L’infection chronique par le VHC touche environ 0,8 % de la population française ; elle est souvent responsable d’une hépatite chronique avec fibrose hépatique, voire d’une cirrhose chez environ 20 à 30 % des patients, et de manifestations extrahépatiques potentielles. La fibrogenèse est un processus dynamique, pouvant être accéléré par certains facteurs (co-infection VHB/VIH, syndrome métabolique, consommation chronique d’alcool), et exposant à une augmentation de la morbidité hépatique (carcinome hépatocellulaire, hypertension portale et/ou insuffisance hépatique). La morbidité extrahépatique est également plus élevée (diabète, vascularite cryoglobulinémique, athérosclérose, cancer), expliquant l’espérance de vie réduite des patients atteints d’hépatite C chronique.

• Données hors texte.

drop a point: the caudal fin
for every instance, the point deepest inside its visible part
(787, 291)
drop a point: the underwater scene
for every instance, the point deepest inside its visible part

Le traitement antiviral C permet une guérison virologique dans plus de 50 % des cas (et avec les nouvelles molécules dans plus de 90 % des cas) et ainsi une diminution de la morbi-mortalité hépatique (réduction du nombre de décompensations hépatiques et de carcinomes hépatocellulaires). Ces bénéfices sont directement liés à l’amélioration histologique après éradication virale, qui peut même aller jusqu’à une réversibilité de la cirrhose. Des bénéfices extrahépatiques ont été rapportés chez les patients co-infectés par le VIH, en particulier cardiovasculaires, et sont espérés chez les patients mono-infectés.

Cette revue a pour objectifs de rappeler les conséquences de l’hépatite C chronique en termes de morbi-mortalité hépatique et extrahépatique, et de présenter les bénéfices attendus d’un traitement antiviral efficace.